Pourquoi lui ?
Simplement parce que presque personne en France n’a le courage de publier de telle déclaration (par peur de ne plus être invité par ceux qui détiennent le carnet de chèque de l’humanité) : « Le fascisme et le communisme ont brisé des millions d’êtres humains, mais ils ne sont pas parvenus à les transformer, ni à les rendre transparents. L’homme nu est dans les fers sans souffrance immédiate. Avant la fin de ce siècle, il sera complètement dépendant, intellectuellement et financièrement, de ce système qui va progressivement définir les termes de l’échange entre une vie allongée, moins d’insécurité physique et matérielle, et tout simplement la liberté. »
Où le lire ?
Seul, chez soi ou au bureau, devant son MacBook…
Le passage à retenir par cœur ?
« Cette révolution numérique ne se contente pas de modeler notre mode de vie vers plus d’information, plus de vitesse de connexion, elle nous dirige vers un état de docilité, de servitude volontaire, de transparence, dont le résultat final est la disparition de la vie privée et un renoncement irréversible à notre liberté. Derrière ses douces promesses, ses attraits incontestables, la révolution numérique a enclenché un processus de mise à nu de l’individu au profit d’une poignée de multinationales, américaines pour la plupart, les fameux big data.
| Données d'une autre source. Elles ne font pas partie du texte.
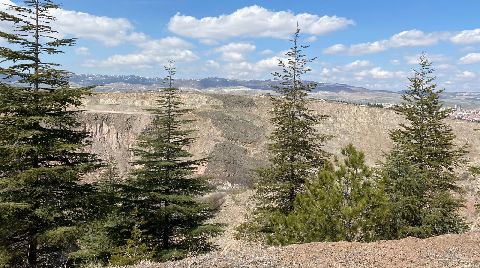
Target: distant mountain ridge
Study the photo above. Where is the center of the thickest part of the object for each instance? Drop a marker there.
(205, 83)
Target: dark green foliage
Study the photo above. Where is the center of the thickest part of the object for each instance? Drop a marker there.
(295, 152)
(419, 170)
(348, 203)
(163, 190)
(42, 201)
(295, 148)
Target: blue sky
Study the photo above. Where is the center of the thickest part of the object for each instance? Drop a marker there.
(374, 43)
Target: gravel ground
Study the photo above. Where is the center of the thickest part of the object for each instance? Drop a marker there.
(461, 250)
(443, 251)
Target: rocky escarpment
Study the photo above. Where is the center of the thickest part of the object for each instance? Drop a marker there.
(232, 129)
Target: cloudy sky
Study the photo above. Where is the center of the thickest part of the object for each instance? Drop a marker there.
(374, 44)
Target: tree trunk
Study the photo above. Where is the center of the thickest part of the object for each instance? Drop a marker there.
(32, 251)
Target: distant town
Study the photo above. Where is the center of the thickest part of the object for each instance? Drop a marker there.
(472, 115)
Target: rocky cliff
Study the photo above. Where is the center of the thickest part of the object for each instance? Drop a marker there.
(232, 130)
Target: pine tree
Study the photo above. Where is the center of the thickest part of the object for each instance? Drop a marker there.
(295, 148)
(420, 170)
(41, 161)
(348, 203)
(164, 188)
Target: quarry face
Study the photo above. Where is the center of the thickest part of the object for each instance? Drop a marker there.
(232, 130)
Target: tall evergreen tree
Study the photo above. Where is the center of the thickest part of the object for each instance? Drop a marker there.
(420, 170)
(41, 159)
(295, 148)
(164, 189)
(348, 203)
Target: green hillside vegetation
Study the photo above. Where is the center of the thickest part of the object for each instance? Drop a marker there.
(51, 217)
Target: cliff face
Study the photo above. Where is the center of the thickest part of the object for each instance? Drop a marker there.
(232, 130)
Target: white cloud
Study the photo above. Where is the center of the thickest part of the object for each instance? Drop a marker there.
(255, 21)
(208, 42)
(378, 73)
(466, 75)
(235, 51)
(467, 37)
(409, 38)
(395, 62)
(335, 49)
(415, 59)
(82, 51)
(470, 58)
(312, 39)
(212, 64)
(357, 64)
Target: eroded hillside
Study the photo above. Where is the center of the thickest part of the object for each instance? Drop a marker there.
(232, 129)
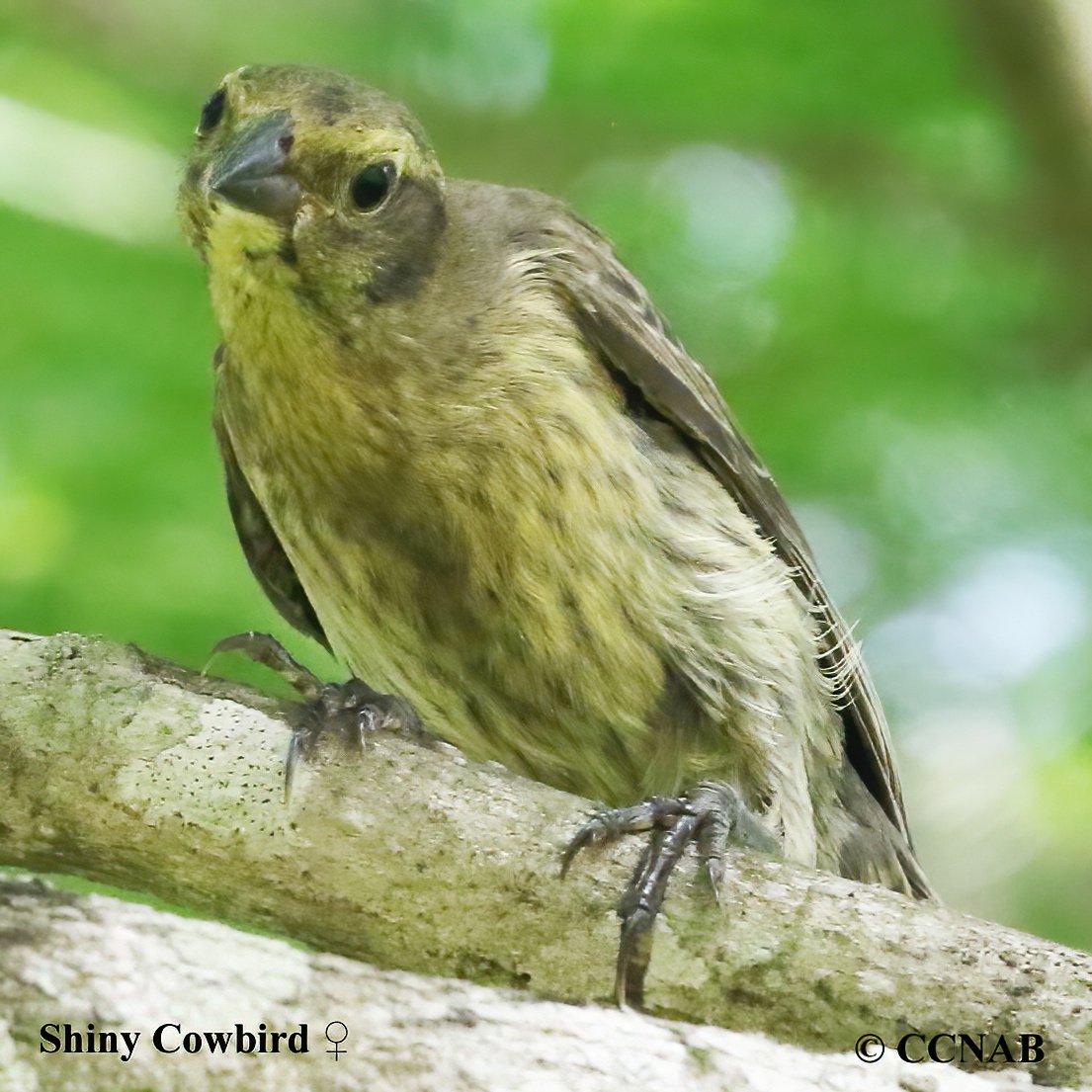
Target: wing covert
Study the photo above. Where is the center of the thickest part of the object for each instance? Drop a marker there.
(614, 311)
Leur intention est de transformer radicalement la société dans laquelle nous vivons et de nous rendre définitivement dépendants. »
A qui l’offrir ?
A tout vos amis qui pensent qu’avoir monté une start-up est le summum de la liberté contemporaine.

L’Homme Nu – la dictature invisible du numérique’, par Marc Dugain et Christophe Labbé (Plon-Robert Laffont).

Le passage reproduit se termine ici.